Dans le cadre du bras de fer commercial sino-américain et des négociations que les deux puissances tentent de conduire pour le résoudre, les Etats-Unis et la Chine ont des perspectives et des ambitions divergentes : Trump veut résoudre la « question chinoise », c’est-à-dire obliger une fois pour toutes la Chine à rentrer dans le rang et à se conduire selon les règles de la mondialisation américaine. Le déficit commercial n’est pas anodin qui fait peser une menace sur le dollar si on considère la montagne de bons du Trésor américain accumulée par Pékin. Mais il n’est que la face émergée de l’iceberg, l’essentiel reposant sur le respect par la Chine des règles précitées, qu’il s’agisse de la propriété intellectuelle, des transferts de technologie ou du respect strict de la concurrence et d’accès au marché.

Le Président Xi ne voit pas les choses du même œil ; s’il est manifestement prêt à céder pour rétablir des flux commerciaux plus équilibrés, en revanche il ne veut en aucun cas se laisser entraîner dans ce qui serait un renoncement, au minimum aux pratiques qui ont permis à la Chine de sortir une partie du peuple du sous-développement, au pire aux principes qui fondent le système chinois, en particulier l’emprise du Parti et donc de la puissance publique sur la plupart des leviers du fonctionnement économique. Le système chinois est incarné par le Parti ; vouloir d’une façon ou d’une autre obliger les dirigeants chinois à le mettre en cause relève d’une ligne rouge qu’il serait à leurs yeux sacrilège de franchir.

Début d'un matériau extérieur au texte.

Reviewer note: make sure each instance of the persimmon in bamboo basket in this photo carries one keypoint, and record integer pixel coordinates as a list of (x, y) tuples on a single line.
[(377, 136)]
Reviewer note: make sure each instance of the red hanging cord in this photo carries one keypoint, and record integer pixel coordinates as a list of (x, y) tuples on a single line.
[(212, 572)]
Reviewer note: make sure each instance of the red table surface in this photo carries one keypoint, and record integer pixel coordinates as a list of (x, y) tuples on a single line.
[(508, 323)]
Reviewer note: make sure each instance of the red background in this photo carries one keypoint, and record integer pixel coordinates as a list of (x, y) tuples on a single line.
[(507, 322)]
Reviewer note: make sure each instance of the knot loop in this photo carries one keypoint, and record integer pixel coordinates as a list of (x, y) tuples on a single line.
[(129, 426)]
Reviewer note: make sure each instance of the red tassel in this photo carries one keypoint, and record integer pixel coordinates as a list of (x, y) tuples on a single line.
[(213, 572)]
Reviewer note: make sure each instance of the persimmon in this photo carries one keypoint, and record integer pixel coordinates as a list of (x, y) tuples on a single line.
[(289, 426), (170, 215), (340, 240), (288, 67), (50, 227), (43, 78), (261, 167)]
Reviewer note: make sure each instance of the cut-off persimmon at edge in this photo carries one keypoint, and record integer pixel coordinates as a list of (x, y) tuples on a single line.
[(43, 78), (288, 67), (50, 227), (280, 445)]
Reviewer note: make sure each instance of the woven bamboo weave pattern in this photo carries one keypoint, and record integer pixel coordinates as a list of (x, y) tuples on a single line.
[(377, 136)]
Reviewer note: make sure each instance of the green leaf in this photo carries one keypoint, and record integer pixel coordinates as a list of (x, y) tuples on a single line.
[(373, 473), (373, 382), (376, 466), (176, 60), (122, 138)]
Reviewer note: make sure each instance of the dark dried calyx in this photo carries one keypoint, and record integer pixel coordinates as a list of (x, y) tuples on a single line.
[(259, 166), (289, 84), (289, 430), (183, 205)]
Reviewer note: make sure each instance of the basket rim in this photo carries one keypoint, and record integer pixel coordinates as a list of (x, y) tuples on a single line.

Ce que les Américains tentent de faire aujourd’hui eut été sans doute possible avant 2008, du temps de Hu Jintao, alors que la Chine penchait vers le réformisme et semblait tentée par une forme de libéralisme. Xi est arrivé au pouvoir justement pour lutter contre cette dérive libérale et rétablir la Chine dans son exceptionnalité. Il ne cédera donc rien à Trump qui touche à ce que j’ai appelé plus haut « zhongxue », ce qui distingue le monde chinois de notre monde, ce qui protège la Chine de se dissoudre dans la mondialisation américaine. Au contraire : ce bras de fer ne peut qu’inciter le Président chinois à accentuer et accélérer son projet de « nouvelles routes de la soie », par lequel il propose aux peuples, surtout à ceux qui constituaient autrefois le « tiers monde », une alternative au système ambiant, une autre voie dans laquelle ils auraient enfin une place équitable et respectueuse du droit des peuples.

Les Américains s’y prennent donc mal et trop tard. Les Chinois ne peuvent céder que sur les points formels de déséquilibre ; sur tous les autres qui mettraient en péril le système chinois et le Parti, la réponse ne sera pas seulement négative : elle sera d’abord attentiste – faire traîner en longueur, plier mais ne pas rompre – puis elle sera « divergente », ce qui signifie que la Chine ira sur un autre terrain dont elle aura pris les mesures et où elle s’installera en maître. Quoi qu’il arrive, la Chine – pour sortir de son impasse actuelle – est dans la nécessité de maintenir son système propre et de le faire fructifier. Le comprendre, ce qui pourrait être une règle diplomatique, permettrait sans doute la cohabitation inéluctable et pacifique des deux mondes, l’oriental et l’occidental.